Au pouvoir depuis le départ de Ben Ali, le mouvement islamiste Ennahda a mobilisé ses troupes, samedi, pour une marche, dite “millionième”, en appui aux institution de l’État. Pour mener à bien cette démonstration de force, un important dispositif logistique et humain a été mis en place : les accès à l’avenue Habib Bourguiba et aux rues adjacentes ont été bloquées, la présence policière a été décuplée et des bus et sandwichs ont été à la disposition des sympathisants, venus des quatre coins du pays, avec des drapeaux et des pancartes pro-système, Ennahda, et Rached Ghannouchi, tous cibles de virulentes critiques. Mais à quoi joue vraiment le titulaire du perchoir et quel esprit de Révolution défend-t-il ?
En guerre ouverte avec le président de la République, Kaïs Saïed, Rached Ghannouchi a appelé à ce rassemblement en appui au gouvernement de son protégé Hichem Mechichi. Certes, il prétend vouloir “restaurer l’unité nationale, le dialogue, rejeter le populisme, préserver la Révolution et la démocratie”, toutefois, son bilan ne plaide pas en sa faveur. En dix ans de règne, l’économie est passée de stable à critique et la note souveraine de la Tunisie s’est dégradée à B3 avec perspective négative par l’agence de notation Moody’s. La crise sociale est profonde, l’imbroglio politique est permanent, la dette extérieure est insoutenable, la corruption demeure monnaie courante et le spectre de la faillite plane. Pour résumer, le pays, dirigé par Ennahda, poursuit sa vertigineuse descente aux enfers.

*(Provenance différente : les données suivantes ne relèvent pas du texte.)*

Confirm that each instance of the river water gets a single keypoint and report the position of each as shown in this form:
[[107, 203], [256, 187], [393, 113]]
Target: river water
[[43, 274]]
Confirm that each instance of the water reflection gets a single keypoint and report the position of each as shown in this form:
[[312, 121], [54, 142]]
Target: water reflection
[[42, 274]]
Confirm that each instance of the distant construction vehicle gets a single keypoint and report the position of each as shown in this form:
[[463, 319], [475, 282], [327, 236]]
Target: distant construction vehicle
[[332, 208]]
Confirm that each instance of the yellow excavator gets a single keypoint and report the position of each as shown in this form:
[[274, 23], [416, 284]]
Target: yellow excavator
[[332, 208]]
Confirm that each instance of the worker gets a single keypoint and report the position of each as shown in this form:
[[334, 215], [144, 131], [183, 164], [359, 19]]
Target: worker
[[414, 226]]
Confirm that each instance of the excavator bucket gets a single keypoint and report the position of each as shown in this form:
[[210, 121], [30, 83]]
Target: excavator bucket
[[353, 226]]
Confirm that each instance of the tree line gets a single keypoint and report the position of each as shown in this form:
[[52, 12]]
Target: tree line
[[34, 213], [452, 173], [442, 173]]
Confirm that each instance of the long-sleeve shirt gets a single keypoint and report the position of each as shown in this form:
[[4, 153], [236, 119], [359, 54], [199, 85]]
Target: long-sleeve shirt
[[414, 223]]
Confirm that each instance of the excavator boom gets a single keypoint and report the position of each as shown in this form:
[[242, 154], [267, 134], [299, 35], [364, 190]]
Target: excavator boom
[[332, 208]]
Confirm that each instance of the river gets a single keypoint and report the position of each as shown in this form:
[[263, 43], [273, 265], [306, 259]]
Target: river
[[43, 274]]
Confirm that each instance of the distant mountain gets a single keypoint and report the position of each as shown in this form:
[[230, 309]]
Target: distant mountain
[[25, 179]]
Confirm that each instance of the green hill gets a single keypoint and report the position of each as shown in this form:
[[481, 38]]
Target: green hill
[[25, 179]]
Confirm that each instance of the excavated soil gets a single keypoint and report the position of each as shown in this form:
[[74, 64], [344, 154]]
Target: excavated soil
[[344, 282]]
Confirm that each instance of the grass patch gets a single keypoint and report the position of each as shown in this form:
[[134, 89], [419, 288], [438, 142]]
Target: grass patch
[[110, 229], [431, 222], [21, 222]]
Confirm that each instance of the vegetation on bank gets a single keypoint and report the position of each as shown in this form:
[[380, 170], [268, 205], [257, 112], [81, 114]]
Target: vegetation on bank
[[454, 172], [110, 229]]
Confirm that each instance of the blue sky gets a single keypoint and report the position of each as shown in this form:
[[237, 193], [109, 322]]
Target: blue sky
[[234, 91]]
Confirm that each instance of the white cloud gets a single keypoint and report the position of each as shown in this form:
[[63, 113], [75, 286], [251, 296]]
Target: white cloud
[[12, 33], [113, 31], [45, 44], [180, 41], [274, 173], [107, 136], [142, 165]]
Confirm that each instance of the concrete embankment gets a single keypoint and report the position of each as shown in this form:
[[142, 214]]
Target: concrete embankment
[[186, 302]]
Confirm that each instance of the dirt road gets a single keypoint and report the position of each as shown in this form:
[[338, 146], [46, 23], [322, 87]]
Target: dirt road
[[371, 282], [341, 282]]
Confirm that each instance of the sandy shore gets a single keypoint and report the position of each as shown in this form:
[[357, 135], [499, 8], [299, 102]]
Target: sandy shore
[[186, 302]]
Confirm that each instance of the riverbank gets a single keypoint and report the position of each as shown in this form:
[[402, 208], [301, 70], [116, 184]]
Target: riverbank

Cependant, les islamistes préfèrent opter pour le déni absolu et décident de répondre aux manifestations spontanées, éclatées il y a quelques semaines contre “le régime”. Rached Ghannouchi et son conseiller, Mohamed Ghariani, ex secrétaire général du RCD, le parti dissous de l’ancien président déchu, ont concocté cette marche en infraction aux mesures de prévention sanitaire en place, pour juguler la propagation du coronavirus. Pendant ce temps, les citoyens lambda doivent respecter les horaires du couvre-feu et le port obligatoire du masque, les restaurateurs doivent déclarer faillite en raison des restrictions en place, les supporters sont interdits de soutenir leurs clubs préférés dans les stades et les Tunisiens venus de l’étranger doivent respecter la mise en quarantaine. Si Ennahdha a réussi à mobiliser la rue, le parti mérite aussi le dégradant label “voyou”.